'The effect of those stories upon my mind,' said I, 'produced such a bastinado upon the soles of my feet, by way of a moral, that I request you to be well assured I shall neither forget you nor them as long as I live: the fêlek is a great help to the memory. And now, according to your own account, instead of the bastinado, I am likely to get stoned, should I be found wanting; a ceremony which, if it be the same to you, I had rather dispense with. Say then, O dervish, what shall I do?'

'You are not that Hajji Baba which I always took you to be,' said the dervish, 'if you have not the ingenuity to deceive the mûshtehed. Keep to your silence, and your sighs, and your shrugs, and your downcast looks, and who is there that will discover you to be an ass? No, even I could not.'

'Well,' said I, 'be it so: Allah kerim! God is great!—but it is being in very ill luck to be invited to an entertainment to eat one's own filth.'

Upon which I set forward with my most mortified and downcast looks to visit the mûshtehed, and, thanks to my misfortunes, I truly believe that no man in the whole city could boast of so doleful a cast of countenance as I could. However, as I slowly paced the ground, I recollected one of the tales recited by our great moralist Saadi, in his chapter upon the Morals of Dervishes, which applied so perfectly to my own case, that I own it cheered me greatly, and gave me a degree of courage to encounter the scrutiny of the mûshtehed which otherwise I never could have acquired. It is as follows:—

'A devout personage was once asked, what he thought of the character of a certain holy man, of whom others had spoken with slight and disrespect? He answered, "In his exterior I can perceive no fault, and of what is concealed within him I am ignorant. He who weareth an exterior of religion, doubt not his goodness and piety, if you are ignorant of the recesses of his heart. What hath the mohtesib to do with the inside of the house?"'

I then recollected some sentences from the same chapter, which would apply admirably in case I were called upon to show my learning and humility at the same time; for I promised to say to the holy man, should he offer me an opportunity, 'Do unto me that which is worthy of thee, treat me not according to my desert. Whether you slay or whether you pardon, my head and face are on thy threshold. It is not for a servant to direct; whatsoever thou commandest I shall perform.'

The mûshtehed had just finished his midday prayer, and was completing the last act of it by turning his head first over the right shoulder then over the left, when I entered the open apartment where he was seated.

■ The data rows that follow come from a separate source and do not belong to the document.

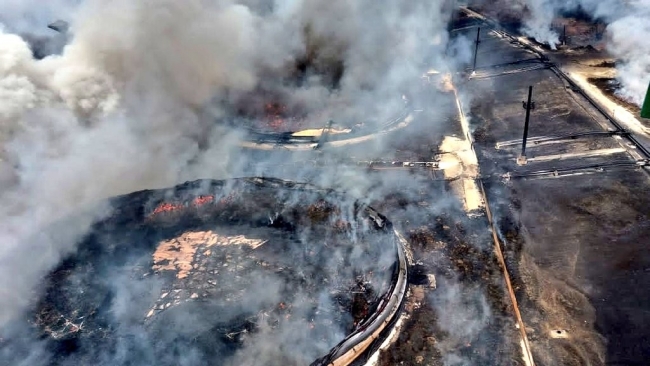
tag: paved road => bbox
[456,10,650,365]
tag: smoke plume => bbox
[506,0,650,106]
[0,0,476,365]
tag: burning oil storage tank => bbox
[6,178,406,365]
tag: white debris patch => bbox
[152,230,267,279]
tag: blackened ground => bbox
[466,10,650,366]
[588,78,641,114]
[0,179,397,365]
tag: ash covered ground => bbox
[0,0,650,366]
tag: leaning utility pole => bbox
[472,27,481,71]
[517,85,535,165]
[641,84,650,118]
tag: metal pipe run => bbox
[472,27,481,71]
[521,85,534,159]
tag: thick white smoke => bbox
[0,0,464,344]
[522,0,650,106]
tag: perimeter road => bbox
[453,77,535,366]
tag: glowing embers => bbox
[149,192,235,218]
[30,178,397,365]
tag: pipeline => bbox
[311,217,408,366]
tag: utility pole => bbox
[517,85,535,165]
[472,27,481,72]
[641,84,650,118]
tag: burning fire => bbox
[149,193,234,217]
[264,103,303,131]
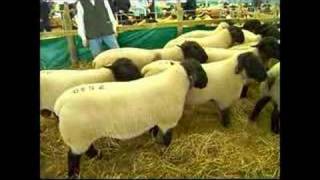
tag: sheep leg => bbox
[162,129,172,147]
[249,96,271,121]
[240,85,249,98]
[149,126,159,137]
[68,149,82,179]
[271,104,280,134]
[86,144,102,159]
[221,108,230,127]
[40,109,52,118]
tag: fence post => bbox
[177,0,183,36]
[63,2,78,67]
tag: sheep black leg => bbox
[162,129,172,147]
[249,96,271,121]
[68,149,81,179]
[86,145,102,159]
[271,105,280,134]
[40,109,52,118]
[149,126,159,137]
[221,108,230,127]
[240,85,249,98]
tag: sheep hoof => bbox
[149,126,159,138]
[222,109,230,127]
[68,174,80,179]
[86,145,102,159]
[40,109,52,118]
[162,129,172,147]
[97,150,102,160]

It was lined with his disciples, on each side and at the top, all of whom looked upon him with the reverence and respect due to a master. Here he held his lectures. A mollah, with whom I was acquainted, mentioned who I was, and forthwith I was invited to take my place on the carpet, which I did, after having with great humility kissed the hem of the holy man's cloak. 'You are welcome,' said he; 'we have heard a great deal concerning you, Hajji, and inshallah, your steps will be fortunate. Sit up higher!'

I made all sorts of remonstrances against sitting higher up in the room (for I had taken the lowest place); and when I had crept up to the spot to which he had pointed with his finger, I carefully nestled my feet closely under me, covering both them and my hands with my coat.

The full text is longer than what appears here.